(1 October 2024 – United States) Apollo Global Management aims to more than double in size over the next five years, targeting $1.5 trillion in assets under management by 2029.
This ambitious growth plan, revealed by CEO Marc Rowan, positions Apollo as one of the largest debt underwriters globally, reflecting a shift as companies increasingly rely on private capital for credit instead of traditional banks.
During Tuesday’s investor day, Rowan declared the dominance of Wall Street banks over, with asset managers like Apollo now taking the lead in high finance. Despite this, Apollo remains aligned with large banks, announcing plans to expand partnerships following recent lending ventures with Citigroup and BNP Paribas.
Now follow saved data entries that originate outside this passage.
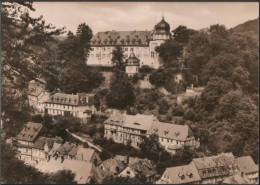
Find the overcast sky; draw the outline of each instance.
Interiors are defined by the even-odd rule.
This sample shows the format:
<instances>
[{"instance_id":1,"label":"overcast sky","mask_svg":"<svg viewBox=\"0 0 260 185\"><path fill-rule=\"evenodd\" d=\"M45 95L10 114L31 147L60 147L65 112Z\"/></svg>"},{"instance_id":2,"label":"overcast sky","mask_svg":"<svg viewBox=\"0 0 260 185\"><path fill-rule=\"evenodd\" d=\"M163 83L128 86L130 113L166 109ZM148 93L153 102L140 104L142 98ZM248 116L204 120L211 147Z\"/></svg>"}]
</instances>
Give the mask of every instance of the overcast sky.
<instances>
[{"instance_id":1,"label":"overcast sky","mask_svg":"<svg viewBox=\"0 0 260 185\"><path fill-rule=\"evenodd\" d=\"M162 14L171 29L178 25L201 29L227 28L259 17L257 2L34 2L32 16L75 32L86 22L94 33L108 30L152 30Z\"/></svg>"}]
</instances>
Apollo’s evolution from a small private equity firm focused on leveraged buyouts to a major player in corporate and consumer finance reflects the broader expansion of the private equity industry. Key to its success is Athene, an insurer owned by Apollo, which provides a steady stream of low-cost capital, with $33 billion in reserves and funding costs around half the industry average.
Fuelling Apollo’s ambitions are also what it sees as enormous opportunities to make loans to utilities, data centres and renewable infrastructure companies that will have trillions of dollars in capital needs but often require specially tailored financings.
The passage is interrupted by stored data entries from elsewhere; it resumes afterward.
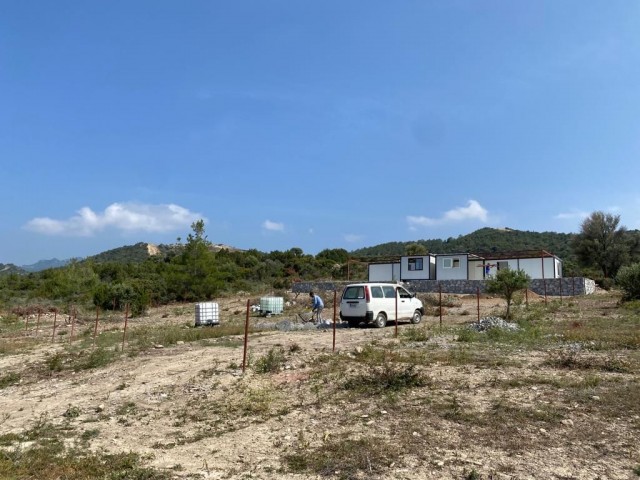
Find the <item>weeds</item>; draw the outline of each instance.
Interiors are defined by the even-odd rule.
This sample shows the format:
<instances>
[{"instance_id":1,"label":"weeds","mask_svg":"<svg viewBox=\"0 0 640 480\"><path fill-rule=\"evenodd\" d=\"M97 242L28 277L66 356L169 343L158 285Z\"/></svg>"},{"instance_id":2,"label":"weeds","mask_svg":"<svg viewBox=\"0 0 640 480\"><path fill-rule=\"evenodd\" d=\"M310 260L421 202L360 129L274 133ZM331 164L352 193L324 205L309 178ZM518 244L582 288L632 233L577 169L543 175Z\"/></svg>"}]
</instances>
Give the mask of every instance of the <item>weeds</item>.
<instances>
[{"instance_id":1,"label":"weeds","mask_svg":"<svg viewBox=\"0 0 640 480\"><path fill-rule=\"evenodd\" d=\"M395 446L383 438L368 436L357 440L338 438L317 448L298 446L284 455L292 473L315 473L340 479L371 477L389 468Z\"/></svg>"},{"instance_id":2,"label":"weeds","mask_svg":"<svg viewBox=\"0 0 640 480\"><path fill-rule=\"evenodd\" d=\"M401 337L405 342L427 342L431 339L431 330L426 325L414 326L402 330Z\"/></svg>"},{"instance_id":3,"label":"weeds","mask_svg":"<svg viewBox=\"0 0 640 480\"><path fill-rule=\"evenodd\" d=\"M78 407L74 407L73 405L69 405L69 408L65 410L62 414L64 418L78 418L80 416L80 409Z\"/></svg>"},{"instance_id":4,"label":"weeds","mask_svg":"<svg viewBox=\"0 0 640 480\"><path fill-rule=\"evenodd\" d=\"M20 376L20 374L16 372L9 372L2 375L0 377L0 390L2 390L3 388L7 388L11 385L20 383L21 378L22 377Z\"/></svg>"},{"instance_id":5,"label":"weeds","mask_svg":"<svg viewBox=\"0 0 640 480\"><path fill-rule=\"evenodd\" d=\"M282 368L285 361L282 347L271 348L266 355L256 360L253 369L256 373L276 373Z\"/></svg>"},{"instance_id":6,"label":"weeds","mask_svg":"<svg viewBox=\"0 0 640 480\"><path fill-rule=\"evenodd\" d=\"M415 365L395 365L390 361L385 361L382 365L369 365L366 373L347 379L343 383L343 388L375 396L382 393L397 393L429 384L430 379L416 371Z\"/></svg>"},{"instance_id":7,"label":"weeds","mask_svg":"<svg viewBox=\"0 0 640 480\"><path fill-rule=\"evenodd\" d=\"M601 370L603 372L630 373L631 364L614 355L601 357L585 355L575 349L563 349L550 352L545 365L568 370Z\"/></svg>"},{"instance_id":8,"label":"weeds","mask_svg":"<svg viewBox=\"0 0 640 480\"><path fill-rule=\"evenodd\" d=\"M153 479L169 480L167 472L142 465L135 453L94 454L80 449L67 449L60 442L38 445L27 450L0 451L2 478L85 479Z\"/></svg>"}]
</instances>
If Apollo meets the new targets set by Rowan — including originating $275bn in debt annually within five years — it would make the group one of the biggest debt underwriters on Wall Street, surpassing the likes of JPMorgan which was the largest player in the market last year, according to data provider LSEG.
Rowan ruled out large acquisitions as part of the group’s strategy despite a wave of consolidation in the asset management industry highlighted by BlackRock’s $12.5bn acquisition of Global Infrastructure Partners, which closed on Tuesday. “I don’t see significant M&A for us on the horizon,” said Rowan.